Wednesday, February 06, 2013
Most countries don’t argue on their national day, though many take little notice, either. Some, especially the USA and Australia, make a very big deal out of observing their national days. Ours is more, um, reflective. In a way, that's fitting for a country founded on a treaty (as I wrote about Waitangi Day the February after I started this blog).
I think sometimes that important fact gets missed: Other countries' national days celebrate things like revolutions, coups, invastions—violence of some sort. But New Zealand was founded as a treaty between two peoples. It kind of figures that there have been a few disagreements over the years (today Al Jazeera posted a good summation of Kiwi attitudes toward the day).
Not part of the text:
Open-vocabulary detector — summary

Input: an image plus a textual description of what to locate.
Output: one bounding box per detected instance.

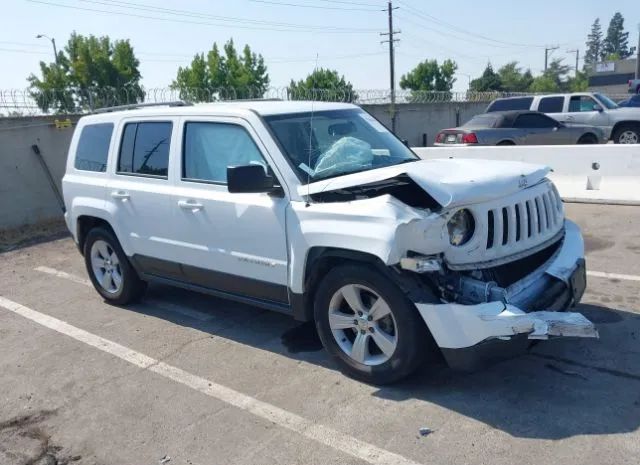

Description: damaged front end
[416,221,598,370]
The photo at top was posted to Facebook by George Wood, a conservative Auckland Councillor and National Party ally. I think it shows a certain symbolism of Waitangi Day—the two peoples, side by side. But George wrote, “Is this the price of MMP? New flag on Auckland Harbour Bridge!” In 2007 Transit New Zealand changed their policy so that only the New Zealand Flag would fly on the bridge unless the NZ Government ordered otherwise. George is trying to imply that National only made the order as a sop to its allies in the Maori Party—who, in fact, are in Parliament because they won electorate seats, not because of MMP.
And that’s the real, unremarkable truth about Waitangi Day: It’s ours to make of it whatever we want. Those who want conflict can have it. Those who want to use the day for political point-scoring (left or right) can have that. And the vast majority who just enjoy a day off in summer can have that, too.
A nation’s people being free to treat their national day in whatever way they want—isn’t that the whole point of having a national day? Shouldn’t we all be free to observe/reflect/protest/celebrate/enjoy our national day our way? Clearly we should—even if some people don’t like others having that freedom. But I do think it's important to remember how important the day actually is, and how rare New Zealand's founding was.
So, Happy Waitangi Day—or not; your choice.